Mai più amputazioni? una nuova tecnica chirurgica, "salva arti"

Una nuova tecnica chirurgica australiana darebbe speranza a quei pazienti che rischiano di perrdere un arto a causa di gravi malattie

Articolo aggiornato il 28 Settembre 2007

Una nuova tecnica chirurgica australiana darebbe speranza a quei pazienti che rischiano di perrdere un arto a causa di gravi malattie
Dio solo sa quanto traumatica sia l’amputazione di un arto, spesso conseguenza di uno stato di gangrena, dovuta a scarsa vascolarizzazione o alterata irrorazione sanguigna; le malattie che possono provocare il grave problema non mancano, vasculopatie, stati avanzati di diabete scompensato, soltanto per citarne alcune.
Ma oggi, la medicina parrebbe aprire nuovi orizzonti terapeutici anche per quei pazienti che accusano questi problemi, anche se, trattandosi di tecniche nuovissime, un minimo di cautela non guasta mai,prima di gridare al… miracolo! ciò per evitare di alimentare dannose speranze in chi è affetto da una patologia che richiede, come ultimo stadio, proprio l’amputazione.
La nuova tecnica proviene dall’Australia, dove un gruppo di chirurghi vascolari, con a capo il professore Rodney Lane, dell’ospedale Royal North Shore di Sidney, avrebbe sperimentato, a quanto pare con successo, una nuova tecnica chirurgica che consiste in una speciale pompa che immette sangue ad alta pressione direttamente nel circolo dell’arto che sta ingangrenendosi.

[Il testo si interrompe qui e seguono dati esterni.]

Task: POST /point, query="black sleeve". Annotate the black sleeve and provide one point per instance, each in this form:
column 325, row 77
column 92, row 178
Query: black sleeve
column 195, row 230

Tale procedura rivoluzionaria, avrebbe salvato la gamba ad un paziente di 52 anni che, a seguito di una vasculopatie grave, rischiava di perdere l’arto, dal ginocchio in giù, come più volte palesatogli dai medici che lo hanno avuto in cura da oltre tre anni.
Il grave stato cui soffriva il paziente era provocato da una quasi chiusura totale del flusso sanguigno a livello delle arterie che passano sotto al ginocchio, col risultato di rendere ischemica la porzione dell’arto e, dunque, fredda e pallida. La tecnica, portata avanti dal professore Lane, consiste nel prelevare il sangue che irrora la gamba facendolo transitare in una speciale pompa che ne aumenta la pressione, per poi trasferirlo, con forza, direttamente nell’arteria con la conseguenza di mantenere irrorato, sufficientemente, il tessuto. Per evitare il ritorno ematico verso il cuore, una speciale valvola, collegata ad un particolare palloncino, chiude il circolo di ritorno.
Il professore Lane ha anche spiegato che, mediante un sofisticato congegno, è stato possibile ripetere il trattamento dopo qualche giorno, ricollegando il sistema di tubi e pompa previsti per la prima applicazione. Secondo l’equipe chirurgico-vascolare australiana, l’intervento, che consente di risparmiare amputazioni agli arti, sarebbe esportabile su un numero indefinito di pazienti che si trovano nelle stesse condizioni del primo a cui è stato applicato, tant’è che, secondo gli studiosi, un gruppo di almeno 50 sofferenti ed a rischio amputazione, sarebbe in lista per essere sottoposto al delicato intervento di…. “salvataggio” dell’arto.
Insomma, stando così le cose, parrebbe di intendere che il connubio farmacologico e chirurgico nello scongiurare la perdita degli arti potrebbe funzionare, soprattutto quando la rivoluzionaria tecnica dovesse essere adottata anche in altri reparti ospedalieri in tutto il mondo e rientrare, come accaduto tante altre volte, per altri innovatori trattamenti, nel protocollo terapeutico da seguirsi per patologie che abbiano, come ultimo trattamento, proprio l’amputazione chirurgica dell’arto, non più e in nessun altro modo, salvabile.